Author summary The Drosophila Y chromosome is gene poor and mainly consists of epigenetically silenced, repetitive junk DNA, yet the Y influences expression of thousands of genes genome-wide. Here we study the genome-wide chromatin landscape in flies with varying sex chromosome complements (X0, XY and XYY males; XX and XXY females), and show that the Y indirectly influences the epigenetic landscapes between sexes, by sequestering repressive chromatin marks. Differences in the sex-specific epigenome can have broad functional consequences: Increased amounts of repetitive DNA result in insufficient silencing of transposable elements and their remobilization in XXY and XYY flies. Hundreds of genes change their expression patterns in flies with different sex chromosome karyotypes, thereby contributing to sex-biased gene expression patterns and sexual dimorphism.
Introduction
The Drosophila Y is a degenerated, heterochromatic chromosome with only a few functional genes, primarily specialized in male reproductive function [1-4]. However, the D. melanogaster Y is about 40Mb in size and accounts for 20% of the male haploid genome [1, 5] (Figure 1A). Most of the Y chromosome is composed of repetitive satellite DNA, transposable elements (TEs), and Y-linked rDNA blocks [6], and it is transcriptionally silenced through heterochromatin formation [7]. Despite its small number of genes, natural variation on the Y chromosome is associated with variation in several traits, including male fitness [8] and position effect variegation (PEV; the ability of spreading heterochromatin to induce partial silencing of reporter genes in some cells, resulting in mosaic expression patterns [9]). More recently, it was found that natural variation on the Y has substantial effects on regulation of hundreds of protein-coding genes genome-wide [10-13].

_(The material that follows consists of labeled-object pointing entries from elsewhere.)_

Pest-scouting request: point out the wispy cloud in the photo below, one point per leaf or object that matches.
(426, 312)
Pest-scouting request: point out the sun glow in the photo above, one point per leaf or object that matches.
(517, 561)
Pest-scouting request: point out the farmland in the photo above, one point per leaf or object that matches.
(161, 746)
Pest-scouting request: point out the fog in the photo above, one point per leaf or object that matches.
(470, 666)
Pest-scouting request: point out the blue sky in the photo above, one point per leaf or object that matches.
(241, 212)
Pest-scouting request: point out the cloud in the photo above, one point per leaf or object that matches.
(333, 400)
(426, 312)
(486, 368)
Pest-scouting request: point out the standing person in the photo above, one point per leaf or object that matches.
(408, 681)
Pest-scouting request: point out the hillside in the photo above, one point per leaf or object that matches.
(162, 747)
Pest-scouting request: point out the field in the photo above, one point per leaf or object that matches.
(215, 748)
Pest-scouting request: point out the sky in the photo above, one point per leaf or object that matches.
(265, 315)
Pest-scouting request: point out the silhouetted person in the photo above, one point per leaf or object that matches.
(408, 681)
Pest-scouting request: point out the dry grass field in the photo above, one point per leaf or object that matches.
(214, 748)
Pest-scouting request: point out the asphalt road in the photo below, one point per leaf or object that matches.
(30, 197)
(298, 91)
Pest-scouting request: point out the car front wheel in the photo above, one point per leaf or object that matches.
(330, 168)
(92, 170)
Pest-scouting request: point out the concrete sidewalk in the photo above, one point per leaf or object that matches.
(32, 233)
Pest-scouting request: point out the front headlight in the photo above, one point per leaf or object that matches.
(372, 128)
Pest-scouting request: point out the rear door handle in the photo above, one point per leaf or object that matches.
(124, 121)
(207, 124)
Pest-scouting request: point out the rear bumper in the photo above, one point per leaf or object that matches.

The molecular basis of this phenotypic variation is unclear. Single-nucleotide polymorphism in protein-coding genes is low on the Y chromosome [14, 15], and it has been proposed that structural variation involving repetitive DNA is responsible for the observed phenotypic effects of different Y chromosomes [16]. Specifically, most of the highly repetitive Y chromosome is enriched for heterochromatic proteins and repressive histone modifications, and the Y may act as a ‘heterochromatin sink’ by sequestering core components of the heterochromatin machinery, thereby limiting the ability to silence other repetitive regions of the genome [16, 17]. Under the heterochromatin sink model, Y chromosomes vary in their ability to sequester heterochromatin components due to variations in the total amount or sequence content of their repetitive sequences. Protein-coding genes from the D. melanogasterY chromosome are only expressed in germ cells of males, but the effects on global gene expression by different Y chromosomes also occur in XXY females and somatic cells of XY males [11-13]. This observation is consistent with the heterochromatin sink model, where the Y chromosome exerts its effect indirectly by depleting or redistributing chromatin regulators across the genome. However, these studies have been limited to reporter loci to assess the effect of the Y chromosome on heterochromatin formation, and the global chromatin landscapes of individuals with different amounts of heterochromatic sequence have not yet been directly examined. Here, we test the hypothesis that the Y chromosome acts to modulate heterochromatin integrity and gene expression genome-wide by contrasting the chromatin landscapes and expression profiles of X0 and XYY males and XXY females to that of wildtype D. melanogaster.
Results
Fly strains
To compare the chromatin landscape between Drosophila that differ in their sex chromosome karyotype and their amount of repetitive DNA, we set up crosses between D. melanogaster stock number 2549 from the Bloomington Stock Center, which has a compound reversed metacentric X chromosome (C(1)RM) or a hetero-compound chromosome with the X chromosome inserted between the two arms of the Y chromosome (C(1;Y)), and the wildtype Canton-S stock (Figure 1B). We selected X0 males that contained a maternally transmitted X chromosome (as do wildtype males), and XXY females that contain a wildtype Y chromosome (rather than the C(1;Y) chromosome; see Figure 1B). Note that the resulting flies are not completely isogenic (and it is impossible to create completely isogenic flies using this crossing scheme), but different comparisons contrast flies with identical autosomal backgrounds. In particular, our wildtype male and female comparison share the same autosomal genotype (Canton-S), and our X0 males and XXY females both have one autosomal complement from Canton-S, and one from the 2549 stock. XYY males inherit 75% of autosomal genes from strain 2549. We used flow cytometry to estimate the genome sizes of the 5 karyotypes with different sex chromosome configurations, and using estimates of diploid euchromatic genome sizes of 231 Mb for individuals with two X chromosomes and 208 Mb for individuals with one X chromosome, we then estimated the amount of heterochromatic sequences in each karyotype. As expected, we found a gradient of heterochromatic sequence content for the 5 karyotypes, with XO males (~111Mb) < XX females (~124 Mb) < XY males (~151 Mb) < XXY females (~161 Mb) < XYY males (~181 Mb) (Table S1, Figure 1A).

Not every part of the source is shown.